Integration Tacotron
twidddj opened this issue · 4 comments
So far, I couldn't find the model which attention works in "reduction factor" = 1. If we use the factor > 1, the prediction would seem like below image. It would be a bad news to wavenet performance.
Here, the original Mel-spectrum is
You can find some discussion for this issue on @Rayhane-mamah's repo and @keithito's repo also.
Hi @twidddj, thanks for sharing your work!
I am assuming you trained the wavenet vocoder on ground truth mels? Did you try training it on ground truth aligned samples generated with the Tacotron ( r > 1 ) model?
In best cases the wavenet will learn to map mels correctly despite the noise in them. If it doesn't work, we'll try figuring out why attention isn't working with r=1. (Have not tested it yet, I get my gpu this week so I'll tell you how it goes)

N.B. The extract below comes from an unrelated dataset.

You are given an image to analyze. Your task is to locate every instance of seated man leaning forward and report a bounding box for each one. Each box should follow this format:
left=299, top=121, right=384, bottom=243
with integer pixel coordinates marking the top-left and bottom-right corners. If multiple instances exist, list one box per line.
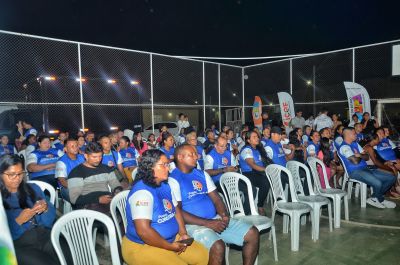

Hi @Rayhane-mamah, welcome!
Yes, you are right. It has trained on ground truth mels not GTA. I have not tested it yet and have a plan to do it using @keithito's pretrained model(r=5) in next week. If you tell me how it goes on, it must be very helpful to me. We would get an achievement while we are at it.
We have tried some works for this issue.
- Tested Rayhane-mamah's Tacotron-2 with r=1. It's attention works and the intelligibility of TTS remarkably improved compared to previous version. However there is another issue reported by him. We believe the problem would be solved soon. Thanks!
- Tested our vocoder on the mel spectrograms computed through the same method as Tacotron2 paper( 2048 fft_size, 300 hop_size, 1300 window_size on 24K sample rate). Although it seems to require more training steps(over 1000K) than r9y9's setting, it works too. Thanks to @Ondal90!